APC/C-mediated degradation in early mitosis: How to avoid spindle assembly checkpoint inhibition

Abstract

The APC/C is an E3 ubiquitin ligase that, by targeting substrates for proteasomal degradation, plays a major role in cell cycle control. In complex with one of two WD40 activator proteins, Cdc20 or Cdh1, the APC/C is active from early mitosis through to late G1 and during this time targets many critical regulators of the cell cycle for degradation. However, this destruction is carefully ordered to ensure that cell cycle events are executed in a timely fashion. Recent studies have begun to shed light on how the APC/C selects different substrates at different times in the cell cycle.
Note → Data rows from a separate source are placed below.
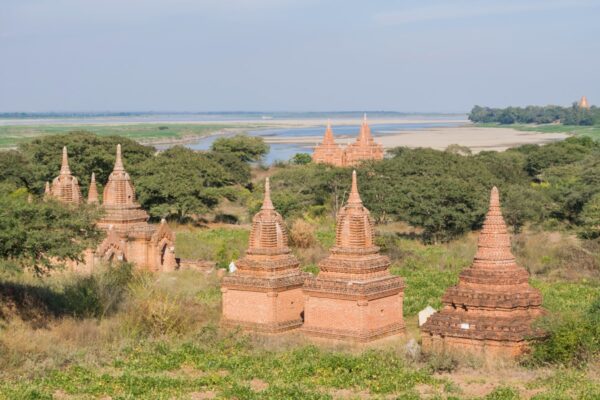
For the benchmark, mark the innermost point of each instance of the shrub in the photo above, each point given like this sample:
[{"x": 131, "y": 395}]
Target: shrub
[{"x": 302, "y": 234}]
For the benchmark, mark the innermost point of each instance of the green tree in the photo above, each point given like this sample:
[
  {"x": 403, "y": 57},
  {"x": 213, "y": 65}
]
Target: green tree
[
  {"x": 522, "y": 203},
  {"x": 180, "y": 183},
  {"x": 15, "y": 169},
  {"x": 87, "y": 153},
  {"x": 40, "y": 234},
  {"x": 247, "y": 148},
  {"x": 301, "y": 158}
]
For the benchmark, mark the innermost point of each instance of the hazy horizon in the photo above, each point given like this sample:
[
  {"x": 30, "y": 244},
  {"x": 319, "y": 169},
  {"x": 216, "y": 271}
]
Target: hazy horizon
[{"x": 295, "y": 55}]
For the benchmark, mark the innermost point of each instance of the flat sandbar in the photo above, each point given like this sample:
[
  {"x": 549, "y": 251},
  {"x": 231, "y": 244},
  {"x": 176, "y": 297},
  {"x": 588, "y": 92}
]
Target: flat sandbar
[{"x": 474, "y": 137}]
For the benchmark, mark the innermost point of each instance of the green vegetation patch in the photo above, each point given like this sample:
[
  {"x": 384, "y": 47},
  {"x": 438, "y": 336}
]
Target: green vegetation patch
[
  {"x": 221, "y": 245},
  {"x": 12, "y": 135}
]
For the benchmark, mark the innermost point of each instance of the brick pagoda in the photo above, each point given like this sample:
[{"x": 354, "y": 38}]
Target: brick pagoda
[
  {"x": 354, "y": 297},
  {"x": 65, "y": 187},
  {"x": 265, "y": 293},
  {"x": 364, "y": 148},
  {"x": 583, "y": 103},
  {"x": 329, "y": 152},
  {"x": 93, "y": 191},
  {"x": 491, "y": 310},
  {"x": 129, "y": 235}
]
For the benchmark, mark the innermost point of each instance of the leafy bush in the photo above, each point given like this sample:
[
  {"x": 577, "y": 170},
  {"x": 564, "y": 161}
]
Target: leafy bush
[
  {"x": 302, "y": 234},
  {"x": 573, "y": 338}
]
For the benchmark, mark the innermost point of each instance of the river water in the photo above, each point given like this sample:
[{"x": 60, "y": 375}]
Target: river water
[{"x": 285, "y": 151}]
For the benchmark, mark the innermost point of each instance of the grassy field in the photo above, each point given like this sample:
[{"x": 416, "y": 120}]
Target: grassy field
[
  {"x": 162, "y": 339},
  {"x": 590, "y": 131},
  {"x": 11, "y": 136}
]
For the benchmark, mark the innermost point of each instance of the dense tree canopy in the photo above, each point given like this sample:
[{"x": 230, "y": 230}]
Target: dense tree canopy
[
  {"x": 247, "y": 148},
  {"x": 573, "y": 115},
  {"x": 39, "y": 234},
  {"x": 180, "y": 183},
  {"x": 87, "y": 153}
]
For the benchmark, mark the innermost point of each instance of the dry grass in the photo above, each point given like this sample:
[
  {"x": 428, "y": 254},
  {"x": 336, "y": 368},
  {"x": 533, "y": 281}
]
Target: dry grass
[{"x": 302, "y": 234}]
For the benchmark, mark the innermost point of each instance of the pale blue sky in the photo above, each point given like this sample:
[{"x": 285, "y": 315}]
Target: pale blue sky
[{"x": 296, "y": 55}]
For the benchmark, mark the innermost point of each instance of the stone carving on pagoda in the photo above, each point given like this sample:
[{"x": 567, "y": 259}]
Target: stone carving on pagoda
[
  {"x": 65, "y": 187},
  {"x": 364, "y": 148},
  {"x": 491, "y": 310},
  {"x": 354, "y": 297},
  {"x": 129, "y": 235},
  {"x": 583, "y": 103},
  {"x": 265, "y": 292}
]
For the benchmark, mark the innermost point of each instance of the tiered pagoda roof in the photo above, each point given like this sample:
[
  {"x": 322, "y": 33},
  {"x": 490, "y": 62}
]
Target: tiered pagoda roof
[
  {"x": 493, "y": 301},
  {"x": 354, "y": 297},
  {"x": 364, "y": 148},
  {"x": 269, "y": 262},
  {"x": 355, "y": 258},
  {"x": 93, "y": 191},
  {"x": 328, "y": 151},
  {"x": 65, "y": 187},
  {"x": 265, "y": 292},
  {"x": 119, "y": 202}
]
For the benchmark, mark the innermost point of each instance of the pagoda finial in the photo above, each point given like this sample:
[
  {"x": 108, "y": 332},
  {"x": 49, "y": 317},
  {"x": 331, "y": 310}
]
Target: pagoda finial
[
  {"x": 93, "y": 191},
  {"x": 267, "y": 203},
  {"x": 354, "y": 197},
  {"x": 118, "y": 161},
  {"x": 583, "y": 103},
  {"x": 495, "y": 198},
  {"x": 64, "y": 167}
]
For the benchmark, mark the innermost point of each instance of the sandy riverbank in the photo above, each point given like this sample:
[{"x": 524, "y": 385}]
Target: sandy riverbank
[{"x": 476, "y": 138}]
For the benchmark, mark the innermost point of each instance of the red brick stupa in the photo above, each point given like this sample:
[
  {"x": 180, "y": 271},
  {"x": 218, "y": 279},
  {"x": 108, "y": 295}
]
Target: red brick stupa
[
  {"x": 265, "y": 293},
  {"x": 491, "y": 310},
  {"x": 583, "y": 103},
  {"x": 329, "y": 152},
  {"x": 129, "y": 235},
  {"x": 93, "y": 191},
  {"x": 65, "y": 187},
  {"x": 354, "y": 297},
  {"x": 364, "y": 148}
]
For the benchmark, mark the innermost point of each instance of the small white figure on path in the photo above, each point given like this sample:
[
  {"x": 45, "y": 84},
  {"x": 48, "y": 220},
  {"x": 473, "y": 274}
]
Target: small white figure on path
[
  {"x": 425, "y": 313},
  {"x": 232, "y": 267}
]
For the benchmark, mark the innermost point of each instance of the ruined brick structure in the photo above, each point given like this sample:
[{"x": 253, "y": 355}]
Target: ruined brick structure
[
  {"x": 129, "y": 235},
  {"x": 265, "y": 293},
  {"x": 65, "y": 187},
  {"x": 329, "y": 152},
  {"x": 491, "y": 310},
  {"x": 354, "y": 297},
  {"x": 583, "y": 103},
  {"x": 93, "y": 191},
  {"x": 364, "y": 148}
]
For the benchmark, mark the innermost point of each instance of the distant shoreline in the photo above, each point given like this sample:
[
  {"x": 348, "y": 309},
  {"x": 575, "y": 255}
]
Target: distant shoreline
[{"x": 477, "y": 138}]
One particular problem is how the APC/C recognizes its first set of substrates, Nek2A and cyclin A, in early mitosis when, at this time, the spindle assembly checkpoint (SAC) inhibits most APC/C-dependent degradation. The answer may lie in how substrates are recruited to the APC/C. While checkpoint-dependent substrates appear to require Cdc20 for recruitment, experiments on the early mitotic substrate Nek2A demonstrate that it can bind the APC/C in the absence of Cdc20. The direct interaction of substrates with core subunits of the APC/C could allow their degradation to proceed unhindered even when the SAC is active. ©2006 Landes Bioscience.